Previous studies suggested that sex, age, side, and type of stroke do not predict stroke outcome [25-27]. To control for other factors that affect motor outcome, we limited duration of stroke to the chronic (2~4 months post-onset) phase of stroke recovery. Since subjects’ nonparetic leg muscle served as their own internal control, we inferred that change in PCr reflected abnormal muscle metabolism on the affected side. However, the Spearman correlation analysis indicated that changes in energy metabolism measured by 31P-MRS had no correlation with FMA-LE change before and after rehabilitation. We infer that the outcome of patients with stroke after rehabilitation treatments are complicated, and mainly involve brain tissue lesions [28,29], including the lesion location and size; nevertheless, changes in energy metabolism mainly reflected the metabolism of muscle. Therefore, the change in energy metabolism before and after rehabilitation cannot reflect FMA-LE change after rehabilitation.
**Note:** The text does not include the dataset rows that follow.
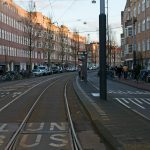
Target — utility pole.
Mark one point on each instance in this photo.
(102, 51)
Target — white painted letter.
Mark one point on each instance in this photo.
(61, 126)
(24, 139)
(58, 138)
(37, 129)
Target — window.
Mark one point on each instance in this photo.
(148, 44)
(143, 5)
(139, 8)
(143, 25)
(148, 23)
(143, 45)
(147, 3)
(130, 48)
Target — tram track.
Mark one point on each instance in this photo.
(16, 136)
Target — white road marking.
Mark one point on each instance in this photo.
(136, 103)
(122, 102)
(95, 94)
(145, 101)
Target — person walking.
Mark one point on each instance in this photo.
(125, 71)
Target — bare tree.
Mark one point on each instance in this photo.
(32, 32)
(75, 46)
(62, 38)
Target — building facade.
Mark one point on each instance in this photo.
(28, 38)
(135, 39)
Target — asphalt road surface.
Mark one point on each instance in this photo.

Skeletal muscle following stroke may be affected by the altered central neural activation and spasticity. The spasticity has many influences on the muscle, causing both reduced motor unit recruitment and excessive cocontraction, with an overactive stretch reflex [20]. Passive joint stiffness in subjects with chronic stroke, including increased resistance to passive movement, have a multitude of functional implications, including alterations in gait [30]. Fortunately, rehabilitation therapies to improve passive joint stiffness can improve functional outcomes. The pathophysiology of spasticity can occur as a result of abnormalities on different levels, including muscular and spinal properties, as well as supraspinal mechanisms [31]. Patients in our study had a significant recovery after the rehabilitation treatment based on the MMAS scores, which was consistent with previous research results [32,33]. In addition, the Spearman correlation analysis indicated that changes in PCr and PCr/Pi-measured 31P-MRS were negatively correlated with MMAS change before and after rehabilitation. We infer that spasticity can cause muscle weakness, and with the MASS recovery, the degree of weakness was reduced, causing more reserve of energy sources such as PCr [32].

We acknowledge several limitations of our study. First, the structure and metabolism in skeletal muscle of the unaffected side can also change after stroke, so we did not use normal subjects as normal controls. Although little evidence shows sex differences in energy metabolism in skeletal muscle, the size of the sample was small and there were no women in our study. Second, the location and features of lesions in the brain affected by stroke and time of onset may be associated with lower-limb movements. Third, because patients with stroke experience difficulty controlling lower-limb movements, we did not use 31P-MRS to complete the dynamic exercise study. Future studies that include larger participant samples are needed to comprehensively evaluate rehabilitation effects in this field.

Conclusions

We have shown not only that PCr and PCr/Pi measured by 31P-MRS decreased on the affected side, but also that PCr reflected changes in MMAS. This finding supports the pathophysiological changes of muscles after stroke. Rehabilitation treatment facilitates recovery of impaired muscle movement in patients with stroke; however, the outcome differs among patients. Thus, 31P-MRS, as a non-invasive measurement of muscle metabolism, is especially pertinent for patients in chronic stage ready for rehabilitation treatment, which can provide an adequate diagnostic and follow-up protocol in patients with stroke.